Adipose tissue fatty acid metabolism during pregnancy in swine.

In vitro adipose tissue fatty acid pool size (POOL), fatty acid release (FAR) and esterification (EST) were measured in peritoneal (PFP) and subcutaneous mammary (MFP) fat pads of swine at d 15, 30, 45, 60, 75, 90, 105 and 112 of pregnancy. Plasma free fatty acids (FFA) and triglycerides (TG) were not altered by stage of pregnancy. Basal EST in PFP was generally constant across pregnancy with a peak at d 75. Basal EST in MFP was elevated at d 30, 75 and 112. Esterification in response to norepinephrine stimulus (NE) was lower than basal rates in both fat depots. Basal FAR was constant throughout pregnancy in PFP, but elevated at d 75 and 90 in MFP. Fatty acid release in response to NE was biphasic with peaks at d 30 and in late pregnancy (in MFP, micromolar FAR in response to NE was 69.3% greater on d 75 to 112 than on d 45 to 60). Basal POOL was constant throughout pregnancy in both depots and lower than NE-stimulated POOL. All responses to NE were greater in MFP than in PFP, indicating that adipose tissue surrounding the developing mammary gland had higher metabolic activity and a greater response to NE than peritoneal adipose. Changes in fatty acid metabolism during pregnancy in swine are temporally related to published values for plasma steroids, fetal growth and mammary development. Metabolic adaptations in adipose and mannary epithelial tissue occur in synchrony with changing plasma estrogen concentrations, redirecting energy flow from maternal adipose tissue toward developing mammary and fetal tissue.

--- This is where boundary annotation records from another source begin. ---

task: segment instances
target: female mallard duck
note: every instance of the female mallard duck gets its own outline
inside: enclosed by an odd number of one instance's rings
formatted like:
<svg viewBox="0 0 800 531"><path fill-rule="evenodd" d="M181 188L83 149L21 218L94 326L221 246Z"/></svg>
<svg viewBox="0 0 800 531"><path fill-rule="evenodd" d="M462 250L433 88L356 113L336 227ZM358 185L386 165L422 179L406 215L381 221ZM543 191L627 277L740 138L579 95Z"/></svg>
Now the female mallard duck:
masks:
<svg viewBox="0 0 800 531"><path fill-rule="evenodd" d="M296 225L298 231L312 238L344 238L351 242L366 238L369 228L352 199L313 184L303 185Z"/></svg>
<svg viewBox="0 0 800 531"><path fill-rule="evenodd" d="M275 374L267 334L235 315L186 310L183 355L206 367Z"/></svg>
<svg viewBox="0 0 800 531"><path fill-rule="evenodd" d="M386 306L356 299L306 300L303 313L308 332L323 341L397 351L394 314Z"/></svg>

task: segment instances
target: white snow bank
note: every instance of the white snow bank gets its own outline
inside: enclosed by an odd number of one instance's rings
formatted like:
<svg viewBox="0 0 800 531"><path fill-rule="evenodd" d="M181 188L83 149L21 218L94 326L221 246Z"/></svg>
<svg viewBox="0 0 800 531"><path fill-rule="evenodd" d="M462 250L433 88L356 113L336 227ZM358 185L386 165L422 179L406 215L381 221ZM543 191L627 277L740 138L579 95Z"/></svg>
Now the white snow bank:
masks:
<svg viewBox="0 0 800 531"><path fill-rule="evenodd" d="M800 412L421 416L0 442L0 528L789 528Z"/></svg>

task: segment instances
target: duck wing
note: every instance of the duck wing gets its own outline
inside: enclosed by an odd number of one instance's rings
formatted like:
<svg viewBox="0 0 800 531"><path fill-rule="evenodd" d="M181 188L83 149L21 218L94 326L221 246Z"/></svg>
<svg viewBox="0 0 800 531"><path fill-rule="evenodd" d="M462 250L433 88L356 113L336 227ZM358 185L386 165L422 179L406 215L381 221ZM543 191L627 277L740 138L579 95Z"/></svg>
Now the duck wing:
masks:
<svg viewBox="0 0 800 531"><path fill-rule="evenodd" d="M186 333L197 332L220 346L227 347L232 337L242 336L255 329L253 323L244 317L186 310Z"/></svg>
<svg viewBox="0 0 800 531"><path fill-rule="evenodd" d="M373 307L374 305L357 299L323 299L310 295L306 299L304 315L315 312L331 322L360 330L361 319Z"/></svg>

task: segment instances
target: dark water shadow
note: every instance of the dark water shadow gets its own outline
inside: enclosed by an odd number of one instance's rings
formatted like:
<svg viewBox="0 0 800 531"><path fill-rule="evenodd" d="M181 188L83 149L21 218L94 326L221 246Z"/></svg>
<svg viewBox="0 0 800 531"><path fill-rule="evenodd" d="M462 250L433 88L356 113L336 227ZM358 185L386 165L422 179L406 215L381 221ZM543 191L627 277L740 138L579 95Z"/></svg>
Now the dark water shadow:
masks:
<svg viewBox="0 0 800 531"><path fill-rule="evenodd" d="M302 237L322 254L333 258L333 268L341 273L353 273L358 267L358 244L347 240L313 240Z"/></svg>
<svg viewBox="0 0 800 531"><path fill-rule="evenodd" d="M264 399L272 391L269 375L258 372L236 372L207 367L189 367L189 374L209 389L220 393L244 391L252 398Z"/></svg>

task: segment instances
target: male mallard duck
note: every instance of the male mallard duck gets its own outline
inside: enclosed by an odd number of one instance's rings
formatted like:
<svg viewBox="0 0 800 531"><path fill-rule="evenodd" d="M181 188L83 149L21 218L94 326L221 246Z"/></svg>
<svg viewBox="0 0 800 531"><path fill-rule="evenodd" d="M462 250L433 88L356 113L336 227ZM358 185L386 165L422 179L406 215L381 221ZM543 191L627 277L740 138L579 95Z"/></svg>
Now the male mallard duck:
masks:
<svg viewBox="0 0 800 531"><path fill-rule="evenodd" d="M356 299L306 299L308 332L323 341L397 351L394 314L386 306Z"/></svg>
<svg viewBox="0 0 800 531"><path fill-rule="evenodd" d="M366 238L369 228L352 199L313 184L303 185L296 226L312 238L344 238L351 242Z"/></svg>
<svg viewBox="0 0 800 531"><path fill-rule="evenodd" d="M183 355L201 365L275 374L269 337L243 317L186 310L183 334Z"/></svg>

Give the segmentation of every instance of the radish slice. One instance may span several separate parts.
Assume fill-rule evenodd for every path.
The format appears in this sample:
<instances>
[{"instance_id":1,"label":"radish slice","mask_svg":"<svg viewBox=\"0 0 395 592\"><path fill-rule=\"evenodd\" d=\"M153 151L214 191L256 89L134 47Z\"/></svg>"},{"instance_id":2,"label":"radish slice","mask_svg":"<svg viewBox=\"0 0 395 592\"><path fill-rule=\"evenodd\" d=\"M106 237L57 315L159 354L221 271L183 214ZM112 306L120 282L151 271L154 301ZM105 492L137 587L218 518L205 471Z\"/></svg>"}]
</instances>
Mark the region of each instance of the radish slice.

A review of endocrine regulation of metabolism during lactation.

Lactogenesis signals the shift from uterine nutrient transfer to the fetus to neonatal nourishment at the mammary gland. Metabolic adaptations involved in this process are under endocrine regulation. Key events include an increase in blood flow to mammary tissue, a decrease in nutrient utilization by peripheral tissues and an increase in nutrient utilization by mammary tissue for milk synthesis. Deficits of certain substrates during early lactation require mobilization of those substrates from depot stores. Changes in metabolism of various tissues are related to changes in hormone receptor populations of those tissues and hormone concentrations in blood. Hormone receptors are therefore the primary mechanism by which information from the endocrine systems is linked to cellular metabolism. Endocrine changes at parturition result in dramatic changes in receptor populations of key tissues such as adipose and mammary tissues. Knowledge in this area, however, is incomplete. Relationship between hormone receptors and specific cellular metabolic pathways remains unresolved.